In my opinion only one article of faith is needed : Christ's atonement. That's it. That's all. We'd be more like what I think we're supposed to be, the "blessed company of all faithful people."

That wouldn't solve everything. Even atonement has a bunch of interpretations, plus it still leaves out people who don't hold that belief, but here's the thing -- it would move us whole lot closer, though not all the way, to the ideal of excluding only people who want to be excluded. The more specifics we build into the rule book, the more people we exclude without their consent.

Maybe it's my bad mood ("Really? We couldn't tell...") but I'm fed up and I say: end it. Split. I'm starting to think it’s the necessary evolution of Christianity. Maybe we need for the church to become a mosaic of a gazillion small groups -- and I mean way more splintered than it is even now -- for any underlying core belief to at last become dominant and maybe unite us again in the distant -- very distant --future. To fight it is to drag out a process that apparently has to play out before Christianity can leave schism behind and get back to healing the world.

Isn't every problem it faces one of healing? We talk about healing the body and about healing the mind. We say we need to "heal" personal and social rifts, as though that's a metaphor, but it's not. I think it's literal, because if there is an Absolute Truth that defines what is right or wrong in every issue, why are we unable to see and unite behind that truth and close the case, unless our insight is broken? The controversies would vanish if we could get our lines to God repaired. Till they are, I'm for this or anything nonviolent that ends the stalemate.

I admit I don't care deeply about my denominational identity. My brother, too, left the Episcopal church 20 years ago for one that reflects his more conservative beliefs and that helps us be at ease with one another. If we were fighting for denominational "territory" bad feeling would run higher.

It's different for people who are strongly bonded with the church they've attended with their friends and family for a lifetime. The idea of schism is deeply painful. Am I advocating a nice healthy thing where everybody affiliates with a fellowship in which views they find abhorrent intrude less, enabling them to cool off? Or am I a defeatist? Am I shooting too low? I admit I'm not sure.
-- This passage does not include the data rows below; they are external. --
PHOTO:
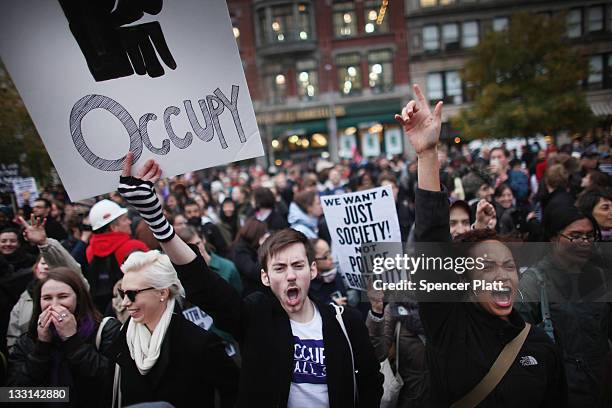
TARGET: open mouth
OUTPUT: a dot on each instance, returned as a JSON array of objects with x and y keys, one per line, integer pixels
[
  {"x": 133, "y": 312},
  {"x": 502, "y": 298},
  {"x": 293, "y": 296}
]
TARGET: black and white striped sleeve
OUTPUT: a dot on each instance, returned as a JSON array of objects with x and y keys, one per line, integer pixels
[{"x": 141, "y": 195}]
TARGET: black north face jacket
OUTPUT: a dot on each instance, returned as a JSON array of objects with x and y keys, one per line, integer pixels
[
  {"x": 262, "y": 328},
  {"x": 463, "y": 340}
]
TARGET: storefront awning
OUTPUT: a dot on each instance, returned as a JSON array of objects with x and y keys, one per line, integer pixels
[
  {"x": 298, "y": 128},
  {"x": 602, "y": 108},
  {"x": 367, "y": 119}
]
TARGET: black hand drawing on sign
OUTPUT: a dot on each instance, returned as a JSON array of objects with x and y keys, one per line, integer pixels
[{"x": 112, "y": 50}]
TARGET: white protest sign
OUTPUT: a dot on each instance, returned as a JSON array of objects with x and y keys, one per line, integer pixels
[
  {"x": 162, "y": 79},
  {"x": 22, "y": 186},
  {"x": 8, "y": 173},
  {"x": 357, "y": 221}
]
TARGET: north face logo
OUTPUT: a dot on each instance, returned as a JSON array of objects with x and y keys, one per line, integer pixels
[{"x": 527, "y": 361}]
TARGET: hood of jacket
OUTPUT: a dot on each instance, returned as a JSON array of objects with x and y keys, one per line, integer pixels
[{"x": 299, "y": 217}]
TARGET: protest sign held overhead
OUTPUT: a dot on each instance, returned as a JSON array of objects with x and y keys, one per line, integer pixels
[
  {"x": 357, "y": 222},
  {"x": 161, "y": 79}
]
As long as humanity is riding this ball of confusion, unresolvable issues will divide us, and maybe we need to treat the journey like a trip through a maze, in which we have to take paths that seem to veer away from the center in order to actually get to the center. Maybe we need to face the pain of formalizing our differences before we can make them secondary and view each other as fellows in the blessed company. This post is loaded with "maybes", but there's a saying: "The only way out is through." I think it might apply here.

I wanted to include a recommendation for this profile over at nellieblogs. Not because I think it supports this largely grouchy and negative post of my own -- on the contrary, it was actually one of the few mood-elevators I've run into this week+. If my post is a downer, follow the link for an antidote. Reading it reminded me of what's good and healthy and blessed about the company.







1 comment:

Mike said...

The hardest part about being in a church that can't stifle its internal wars is the feeling of unease you sometimes have in the pews when you are hearing something from the pulpit with which you disagree or when you don't hear something that you feel ought to be said or when you hear something you feel is right but also sense people around you bristling. While lively debate is valuable, it's hard at these times not to feel like the fellow in the temple saying "I thank thee, Lord, that thou hast not made me as one of these."

Priests must be able to speak of things that matter, and there will be moments it takes courage. But when the schisms are such that you are spitting into the wind, maybe it's time to create a congregation with a more coherent starting point.

Thanks for the link to my thoughts on the Cardinal. A good example of a man who said things people didn't always want to hear -- but in his case, the vast majority of his listeners knew that he was right, and, most critically, that he had not abandoned those who disagreed. There aren't many like him.